The areas to the right when you buy something put date and price down in the appropriate areas 


place in the number of mating nucs the cost of each and as the years go by enter how many years they have been in use


----------



## sqkcrk (Dec 10, 2005)

What does it cost YOU to raise queens, velbert?


----------



## Velbert (Mar 19, 2006)

$4.66 per Queen + Labor cost


----------



## ChristopherA (Jul 20, 2010)

Nice site and thanks.

I have to asked, where did you get the mini nucs? Self built? If so where are the plans  Any help will be appeciated!


----------



## sqkcrk (Dec 10, 2005)

Velbert said:


> $4.66 per Queen + Labor cost


What value to you give to your labor?


----------



## Velbert (Mar 19, 2006)

Here are some measurement's for the 4 frame mini nuc i use a 1x12 for these fill the gray areas make sure you do not change one that has a formula in them.

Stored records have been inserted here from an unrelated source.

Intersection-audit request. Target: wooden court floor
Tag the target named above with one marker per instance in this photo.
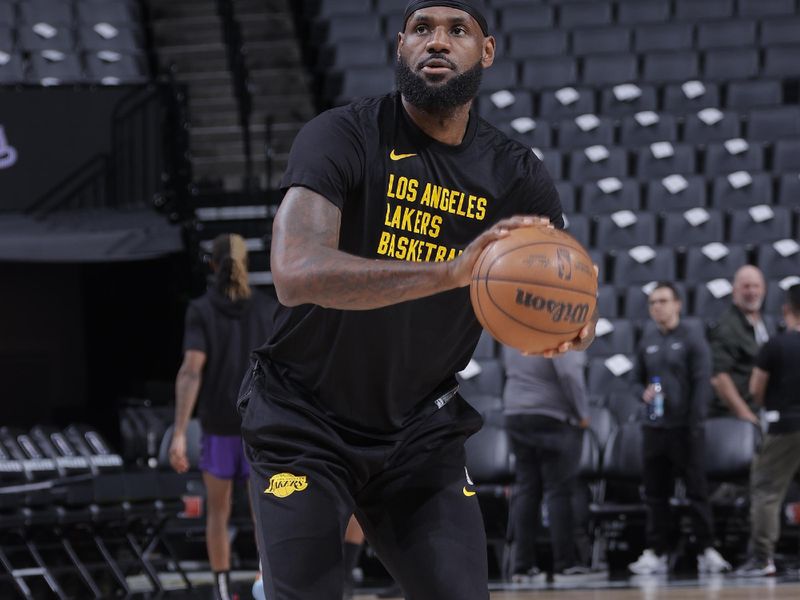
(718, 588)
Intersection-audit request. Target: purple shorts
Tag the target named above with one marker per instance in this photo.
(223, 457)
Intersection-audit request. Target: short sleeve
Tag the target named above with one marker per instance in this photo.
(194, 333)
(327, 156)
(765, 360)
(538, 192)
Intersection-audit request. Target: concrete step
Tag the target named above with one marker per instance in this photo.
(176, 31)
(182, 8)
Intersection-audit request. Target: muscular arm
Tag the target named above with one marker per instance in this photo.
(187, 387)
(758, 384)
(726, 390)
(308, 267)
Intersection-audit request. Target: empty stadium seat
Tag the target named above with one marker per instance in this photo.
(502, 75)
(723, 34)
(699, 131)
(642, 11)
(702, 265)
(663, 37)
(583, 169)
(505, 106)
(720, 161)
(661, 199)
(678, 232)
(555, 105)
(634, 133)
(730, 63)
(609, 69)
(665, 67)
(781, 61)
(607, 301)
(599, 40)
(789, 190)
(584, 14)
(725, 196)
(683, 161)
(527, 16)
(609, 235)
(777, 264)
(786, 156)
(595, 201)
(746, 227)
(571, 135)
(764, 8)
(550, 72)
(527, 44)
(630, 270)
(602, 379)
(769, 124)
(779, 31)
(695, 10)
(677, 99)
(532, 133)
(626, 100)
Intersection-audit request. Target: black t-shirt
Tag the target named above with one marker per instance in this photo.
(780, 357)
(403, 196)
(227, 332)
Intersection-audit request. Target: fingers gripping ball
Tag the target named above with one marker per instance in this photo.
(534, 289)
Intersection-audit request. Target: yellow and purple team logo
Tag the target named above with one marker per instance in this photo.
(282, 485)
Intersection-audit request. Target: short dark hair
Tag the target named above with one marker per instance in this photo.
(670, 286)
(793, 298)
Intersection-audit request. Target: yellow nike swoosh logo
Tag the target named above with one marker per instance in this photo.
(394, 156)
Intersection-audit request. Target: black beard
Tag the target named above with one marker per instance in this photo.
(439, 99)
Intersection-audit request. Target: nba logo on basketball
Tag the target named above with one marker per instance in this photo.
(564, 261)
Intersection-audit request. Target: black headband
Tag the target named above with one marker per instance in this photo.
(472, 7)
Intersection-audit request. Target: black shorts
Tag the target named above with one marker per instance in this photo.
(412, 497)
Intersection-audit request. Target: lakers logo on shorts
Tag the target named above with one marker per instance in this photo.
(286, 484)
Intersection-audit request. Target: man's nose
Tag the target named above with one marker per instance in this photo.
(439, 41)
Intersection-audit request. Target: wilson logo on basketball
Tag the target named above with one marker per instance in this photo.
(286, 484)
(560, 312)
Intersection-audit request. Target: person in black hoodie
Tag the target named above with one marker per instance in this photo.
(674, 436)
(222, 328)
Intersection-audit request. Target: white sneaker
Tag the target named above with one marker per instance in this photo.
(649, 563)
(711, 561)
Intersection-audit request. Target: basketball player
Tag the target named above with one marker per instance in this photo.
(352, 404)
(222, 328)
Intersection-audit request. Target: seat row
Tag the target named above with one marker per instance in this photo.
(626, 229)
(611, 195)
(53, 67)
(676, 99)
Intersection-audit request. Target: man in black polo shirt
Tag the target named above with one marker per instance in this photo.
(774, 384)
(673, 436)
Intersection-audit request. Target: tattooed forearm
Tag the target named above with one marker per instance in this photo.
(308, 267)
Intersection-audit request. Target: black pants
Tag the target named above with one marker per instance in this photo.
(671, 453)
(548, 456)
(411, 497)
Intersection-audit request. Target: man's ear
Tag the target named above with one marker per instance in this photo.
(487, 56)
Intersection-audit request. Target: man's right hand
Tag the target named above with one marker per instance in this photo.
(461, 268)
(177, 453)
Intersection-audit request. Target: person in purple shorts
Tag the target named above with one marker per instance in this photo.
(222, 327)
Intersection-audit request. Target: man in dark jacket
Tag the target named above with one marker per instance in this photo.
(678, 358)
(735, 341)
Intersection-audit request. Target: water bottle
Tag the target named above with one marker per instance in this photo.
(657, 406)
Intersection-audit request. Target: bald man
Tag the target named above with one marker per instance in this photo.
(735, 340)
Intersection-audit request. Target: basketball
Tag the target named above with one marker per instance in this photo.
(534, 289)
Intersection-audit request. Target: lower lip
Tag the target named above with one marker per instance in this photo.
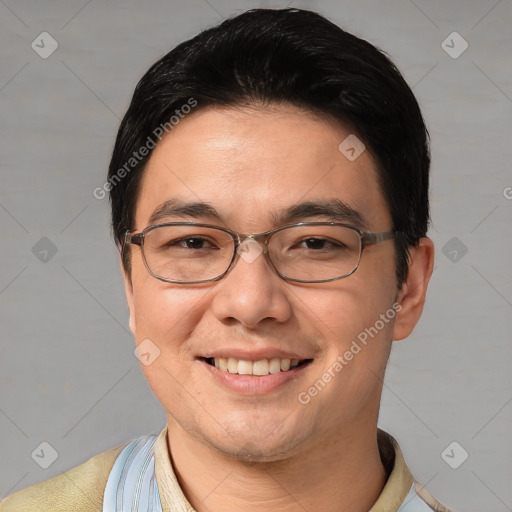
(252, 384)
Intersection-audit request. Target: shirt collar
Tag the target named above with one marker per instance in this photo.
(391, 498)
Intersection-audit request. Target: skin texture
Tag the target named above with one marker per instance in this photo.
(270, 452)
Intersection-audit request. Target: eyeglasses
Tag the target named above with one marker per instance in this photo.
(307, 252)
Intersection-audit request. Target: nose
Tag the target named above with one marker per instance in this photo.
(252, 291)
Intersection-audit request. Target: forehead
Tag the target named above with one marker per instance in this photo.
(251, 163)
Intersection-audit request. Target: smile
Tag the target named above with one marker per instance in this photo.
(259, 368)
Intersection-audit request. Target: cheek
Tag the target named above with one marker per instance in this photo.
(166, 315)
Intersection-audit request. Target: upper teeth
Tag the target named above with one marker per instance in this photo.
(261, 367)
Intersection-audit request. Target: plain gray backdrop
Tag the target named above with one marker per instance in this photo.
(68, 374)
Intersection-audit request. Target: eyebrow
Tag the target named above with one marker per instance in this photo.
(331, 209)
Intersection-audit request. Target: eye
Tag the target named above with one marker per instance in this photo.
(315, 243)
(192, 242)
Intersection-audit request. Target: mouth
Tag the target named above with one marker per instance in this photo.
(259, 368)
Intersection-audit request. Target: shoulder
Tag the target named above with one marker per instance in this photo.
(79, 489)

Formula's should not be in the gray area but could have colored cell wrong 

This takes excel to open http://www.box.net/shared/3x9o6xrxif


----------



## Queen Breeder (Jul 27, 2010)

Hey thanks for that it is exactly what I needed also I have little pocket pc that supports exell so I can take it out with me. Thanks Again


----------



## Queen Breeder (Jul 27, 2010)

Hey thanks again. I was just wondering if you or anyone else has some other useful spread sheats.


----------



## Velbert (Mar 19, 2006)

you are welcome 

what were you needing in the spread sheets line let me know and i will see what i can do


----------



## Queen Breeder (Jul 27, 2010)

I was thinking about maybe a money management sheet just where you can just like manage your budget and keep up to date on expenses. Also MERRY CHRISTMAS to ALL!


----------